Marketing Cluster Seminar: Professor Julie Ozanne
The seminar is open to all academics and research students. Please encourage your RHD students to attend.
The seminar will be followed by lunch for faculty at St Lucy's (12.30pm start).
Julie L. Ozanne is the Professor of Marketing at the University of Melbourne. Julie is a transformative consumer researcher who specializes in alternative methodologies for the study of social problems, such as interpretive, critical, participatory, and community action research methods. She also examines the problems of the poor and the low literate, as well as new forms of sustainable exchange based on sharing. Her scholarship has appeared in the Journal of Consumer Research, Journal of Public Policy & Marketing, Journal of International Business Studies, Journal of Business Research, and Journal of Marketing Management, among other outlets. She is an associate editor at the Journal of Consumer Research, and on the editorial review board of Journal of Public Policy & Marketing, AMS Review, Consumption, Markets, and Culture, and Journal of Marketing Management. She is the chair of the TCR advisory committee (2013-15), co-edited the book--Transformative Consumer Research for Personal and Collective Well-Being (2012), co-chaired the 2009 and 2015 TCR conference, and was a keynote speaker for the 2011 and 2013 TCR conference. She was also recognized as the best reviewer of 2007 at the Journal of Public Policy & Marketing. In 2006 she was named the Ferber award winner at the Journal of Consumer Research (for best article based on a dissertation for which she was the supervisor). She regularly presents at the ACR doctoral consortium and has received over a dozen teaching awards.

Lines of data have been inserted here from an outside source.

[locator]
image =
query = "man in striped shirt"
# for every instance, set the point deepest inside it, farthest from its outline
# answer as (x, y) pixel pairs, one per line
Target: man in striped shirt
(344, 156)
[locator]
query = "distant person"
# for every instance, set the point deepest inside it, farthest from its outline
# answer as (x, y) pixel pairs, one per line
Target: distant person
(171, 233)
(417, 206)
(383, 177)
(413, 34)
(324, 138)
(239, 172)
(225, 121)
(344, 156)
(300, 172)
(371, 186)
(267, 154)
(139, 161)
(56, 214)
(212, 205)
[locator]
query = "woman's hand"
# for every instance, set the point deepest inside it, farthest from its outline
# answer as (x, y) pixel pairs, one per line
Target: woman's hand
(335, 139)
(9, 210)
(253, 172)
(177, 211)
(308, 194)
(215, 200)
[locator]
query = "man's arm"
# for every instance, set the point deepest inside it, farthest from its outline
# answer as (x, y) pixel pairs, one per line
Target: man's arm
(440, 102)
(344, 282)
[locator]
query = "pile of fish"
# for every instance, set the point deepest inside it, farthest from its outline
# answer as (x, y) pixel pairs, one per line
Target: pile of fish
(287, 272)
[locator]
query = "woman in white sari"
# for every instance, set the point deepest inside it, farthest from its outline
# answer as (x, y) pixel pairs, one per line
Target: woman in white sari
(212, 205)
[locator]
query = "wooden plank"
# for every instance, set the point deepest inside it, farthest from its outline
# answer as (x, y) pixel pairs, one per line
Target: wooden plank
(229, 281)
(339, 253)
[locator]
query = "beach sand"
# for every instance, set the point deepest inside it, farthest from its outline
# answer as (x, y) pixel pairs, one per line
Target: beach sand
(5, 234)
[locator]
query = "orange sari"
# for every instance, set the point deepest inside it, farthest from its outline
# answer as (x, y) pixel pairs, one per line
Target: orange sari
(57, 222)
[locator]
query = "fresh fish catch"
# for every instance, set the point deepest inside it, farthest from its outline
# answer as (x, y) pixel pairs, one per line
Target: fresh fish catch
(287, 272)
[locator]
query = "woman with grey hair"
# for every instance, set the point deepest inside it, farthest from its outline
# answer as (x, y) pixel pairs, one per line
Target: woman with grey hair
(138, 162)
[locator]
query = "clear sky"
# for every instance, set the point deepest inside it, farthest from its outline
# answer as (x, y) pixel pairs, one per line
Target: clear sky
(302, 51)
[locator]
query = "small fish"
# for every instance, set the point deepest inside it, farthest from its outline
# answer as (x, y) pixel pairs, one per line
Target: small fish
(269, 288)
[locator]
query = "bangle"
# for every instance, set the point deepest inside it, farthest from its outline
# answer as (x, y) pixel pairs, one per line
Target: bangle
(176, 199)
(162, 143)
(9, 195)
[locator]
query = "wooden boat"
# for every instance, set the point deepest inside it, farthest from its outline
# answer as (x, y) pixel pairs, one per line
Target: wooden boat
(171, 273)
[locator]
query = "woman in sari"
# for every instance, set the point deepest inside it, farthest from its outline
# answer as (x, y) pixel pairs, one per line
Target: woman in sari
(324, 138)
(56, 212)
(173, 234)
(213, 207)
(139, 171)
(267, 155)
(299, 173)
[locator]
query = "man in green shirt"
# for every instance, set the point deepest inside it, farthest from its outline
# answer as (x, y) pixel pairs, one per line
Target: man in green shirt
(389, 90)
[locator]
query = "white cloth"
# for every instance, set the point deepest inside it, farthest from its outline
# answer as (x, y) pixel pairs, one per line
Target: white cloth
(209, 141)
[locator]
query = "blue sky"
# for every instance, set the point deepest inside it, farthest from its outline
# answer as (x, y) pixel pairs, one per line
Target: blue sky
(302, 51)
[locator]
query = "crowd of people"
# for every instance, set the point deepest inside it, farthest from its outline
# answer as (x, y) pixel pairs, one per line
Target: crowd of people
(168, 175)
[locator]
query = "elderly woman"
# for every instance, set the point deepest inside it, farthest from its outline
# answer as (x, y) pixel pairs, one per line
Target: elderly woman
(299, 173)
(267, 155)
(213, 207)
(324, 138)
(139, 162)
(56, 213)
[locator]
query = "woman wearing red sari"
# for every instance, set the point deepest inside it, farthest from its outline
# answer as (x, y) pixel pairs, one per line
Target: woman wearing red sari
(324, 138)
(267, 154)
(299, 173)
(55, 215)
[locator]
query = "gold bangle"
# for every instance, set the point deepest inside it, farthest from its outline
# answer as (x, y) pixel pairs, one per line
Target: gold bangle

Service opportunity networks involve a broker who centrally organizes and coordinates service exchanges among a group of customers. The authors integrate insights from social exchange theory and social network theory to explain how a service opportunity network--a time bank—developed and mobilized a portfolio of capabilities following a disaster. We study the service opportunity network created by the time bank before, during, and after a series of earthquakes using interview, field, and secondary data. We empirically examine the rich social network structure created by a full spectrum of dyadic and collaborative service exchanges. The time bank managed and supported diverse service exchanges creating an opportunity network that nimbly flexed to innovate meeting immediate and chronic needs. These findings support theories that resilient communities possess both robust resources and adaptive capabilities that enable them to learn from past experiences and improvise solving new problems. The results go beyond existing theories to explain how the service exchange opportunity network reconfigured innovating collaborative service solutions through caring assemblages, collective problem solvers, interest alliances, and community alliances.